Experimental Report · Checkpoint 72K · LoRA rank 4
Experimental
evaluation report.
The complete experimental log for DreamZero-SO101 — every artifact and measurement behind the
summary on the Home and Paper pages. Every video below is a real model output from a 14B Wan2.1-I2V
backbone with a 108M LoRA adapter, evaluated on the whosricky/so101-megamix-v1 training
set and the unseen RajatDandekar/so101_box_to_bowl_v2 test episode.
Sanity tests
3/5
Single-chunk RMSE (train)
0.57°
Single-chunk RMSE (held-out)
2.3°
Zero-shot mean RMSE
11.9°
DreamGen best-match drift
71–94°
Front-view PSNR (raw)
18.5 dB
Methodology
How we stress-tested the world-action model
DreamZero-SO101 is a joint video + action predictor. We probe its behaviour from three angles, each a
stricter form of the previous. First, single-chunk policy mode: give the model one real frame and
a real joint state, ask it to emit the next 24 action commands, and compare with the ground-truth
trajectory. Second, zero-shot generalization: repeat the single-chunk protocol on a completely
unseen dataset with a different camera rig, objects, and table layout. Third, autoregressive
DreamGen rollouts: drop the live observation entirely and let the model chain its own imagined
video back as input for 60 consecutive chunks — the hardest setting, and the one that reveals all
failure modes.
01 · Sanity test suite
Does the model remember what it was trained on?

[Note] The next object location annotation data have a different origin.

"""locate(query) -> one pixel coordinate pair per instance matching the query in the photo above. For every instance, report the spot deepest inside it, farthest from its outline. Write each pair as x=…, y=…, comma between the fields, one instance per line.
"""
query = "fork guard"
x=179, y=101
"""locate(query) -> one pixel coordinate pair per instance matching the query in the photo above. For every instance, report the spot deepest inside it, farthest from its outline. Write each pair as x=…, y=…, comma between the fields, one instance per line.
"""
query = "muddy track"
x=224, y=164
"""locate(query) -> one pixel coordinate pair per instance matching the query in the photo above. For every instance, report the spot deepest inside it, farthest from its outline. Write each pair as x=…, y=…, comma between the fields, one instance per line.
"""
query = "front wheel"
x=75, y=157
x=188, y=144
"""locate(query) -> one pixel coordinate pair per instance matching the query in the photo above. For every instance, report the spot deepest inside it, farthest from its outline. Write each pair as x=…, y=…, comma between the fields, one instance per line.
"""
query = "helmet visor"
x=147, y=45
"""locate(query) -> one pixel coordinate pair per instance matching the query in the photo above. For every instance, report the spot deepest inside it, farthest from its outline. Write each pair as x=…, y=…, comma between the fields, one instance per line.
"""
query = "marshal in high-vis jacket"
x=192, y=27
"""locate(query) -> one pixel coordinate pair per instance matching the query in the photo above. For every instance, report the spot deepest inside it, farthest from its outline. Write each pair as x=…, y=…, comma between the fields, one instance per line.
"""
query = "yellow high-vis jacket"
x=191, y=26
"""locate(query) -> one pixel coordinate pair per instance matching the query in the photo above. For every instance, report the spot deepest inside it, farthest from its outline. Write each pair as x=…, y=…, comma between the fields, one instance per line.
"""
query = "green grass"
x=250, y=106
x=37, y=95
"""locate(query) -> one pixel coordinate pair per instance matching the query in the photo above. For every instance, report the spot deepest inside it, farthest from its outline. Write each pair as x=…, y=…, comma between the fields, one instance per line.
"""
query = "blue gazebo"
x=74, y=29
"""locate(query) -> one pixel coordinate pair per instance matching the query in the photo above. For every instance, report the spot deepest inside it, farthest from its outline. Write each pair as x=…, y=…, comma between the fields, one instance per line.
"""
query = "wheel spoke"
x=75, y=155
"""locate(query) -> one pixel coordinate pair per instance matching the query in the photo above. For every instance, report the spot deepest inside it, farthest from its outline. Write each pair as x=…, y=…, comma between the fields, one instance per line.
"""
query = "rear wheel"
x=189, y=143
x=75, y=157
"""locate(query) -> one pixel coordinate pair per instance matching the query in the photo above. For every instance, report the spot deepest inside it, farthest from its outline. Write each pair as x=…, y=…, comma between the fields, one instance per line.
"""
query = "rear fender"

Five diagnostic tests run on a held-out subset of the training distribution. Tests 1–3 confirm the
action head, latent space, and joint coherence are all learned; tests 4–5 probe the harder
generalization and autoregressive behaviours where the cracks start to show.
test · 01
Action chunk fidelity
Predicted 24-step action chunks overlaid on ground-truth for 3 random frames. First 8 steps track tightly; drift begins past step 12 on fast-motion samples.
✓ pass
test · 02
Latent stability
PCA of the joint action + visual latent, coloured by episode. Clean cluster separation confirms the LoRA has learned an SO-101-aware embedding space.
✓ pass
test · 03
Joint coherence
Per-joint phase offsets across a full episode. Shoulder, elbow, and wrist all remain within 1° of the ground-truth coupling.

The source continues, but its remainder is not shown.